KURCZAK SMAŻONY Z WARZYWAMI I ORZECHAMI
Składniki (na dwie osoby):
- 2 piersi z kurczaka
- pół czerwonej papryki pokrojonej w grubą kostkę
- 2 ząbki czosnku przeciśnięte przez praskę
- 1 cebula pokrojona w plastry
- pół małego brokuła
- szklanka bulionu z kurczaka
- sól, pieprz
- 1/4 szklanki orzechów włoskich
- ostra papryka w proszku
Piesi myjemy, czyścimy. Kroimy w kostkę. Doprawiamy solą i pieprzem. Wrzucamy na patelnię i smażymy. Mięso ma być białe na zewnątrz a różowe w środku. Zdejmujemy mięso z patelni. Smażymy czosnek, cebulę, brokuła podzielonego na różyczki, paprykę. Po 5 minutach dodajemy mięso i orzechy i podlewamy bulionem. Dusimy około 10 minut. Przyprawiamy solą, pieprzem i ostrą papryką. Podajemy z ryżem.
19 komentarzy
Od fotela stomatologicznego, to ja wolę fotel u fryzjera;-)
Danie sympatyczne;-)
Dużo zdrowia życzę!
PS. Dziś popołudniu będzie u nas kilka słów o tym mieście na literkę "Cz";-)

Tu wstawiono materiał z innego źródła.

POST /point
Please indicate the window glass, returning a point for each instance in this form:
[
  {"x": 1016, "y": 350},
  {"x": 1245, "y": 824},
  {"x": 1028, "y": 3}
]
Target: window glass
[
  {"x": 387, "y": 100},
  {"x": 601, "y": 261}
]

Takiego kurczaczka to ja bym chetnie zjadla 🙂 Co do dentysty to i ja lubie tam chodzic, chociaz borowanie lubie juz o wiele mniej 🙂 Wlasnie sobie uzmyslowilam, ze musze umowic sie na wizyte :))
Trzymaj sie cieplo i nie daj sie przeziebieniu 🙂
Życzę zdrówka! a kurczak pychota!
smakowicie wyglada to Twoje jedzonko:) bardzo kolorowe i apetyczne:)
duzo zdrowka zycze!
Sporo przepisów przybyło od mojej ostatniej wizyty. Czas nadrobić zaległości i zabrać się do czytania. Ten kurczak wygląda smakowicie. Pozdrawiam serdecznie! 🙂
Kuszące połączenie. Uwielbiam orzechy a jeszcze w połączeniu z brokułami… cudo!!!
to widzę, że w kwestii stomatologicznej jesteśmy bardzo podobne 😉 i nawet tak samo na początku pytałam, a później to już kobieta sama się zorientowała, że mi trzeba mówić o takich sprawach ;P pysznie sobie dogadzacie 🙂
bardzo smakowite….zrezygnuję tylko z ryżu….ja też od fotela dentysty wolę fryzjera albo kosmetyczkę….pozdrawiam….
Oj, dla mnie fotel dentystyczny to istna katorga… zasnąć tam nie dałabym rady… w życiu! też wyniesione z dzieciństwa 😉
a kurczaczek pychotka :))))
dużo warzyw, do tego orzechy, mniam!
Dużo zdrówka, trzymam kciuki za jogę :)))
Chyba znów objawi się kolejna odsłona naszej kulinarnej telepatii. Również robię dziś dzisiaj indyka w sosie z ryżem.U Ciebie smakowicie i podziwiam za wytrwałość do jogi.
Pozdrawiam
Ania
Pysznie to wygląda, aż żałuję, że drobiu nie jadamy. Ale w zasadzie nic straconego, bo mięso wsz4elkie w interesujących przepisach zastępuję rybą! I myślę, ze te warzywa, orzechy i ryż sięz rybą dobrze skomponują.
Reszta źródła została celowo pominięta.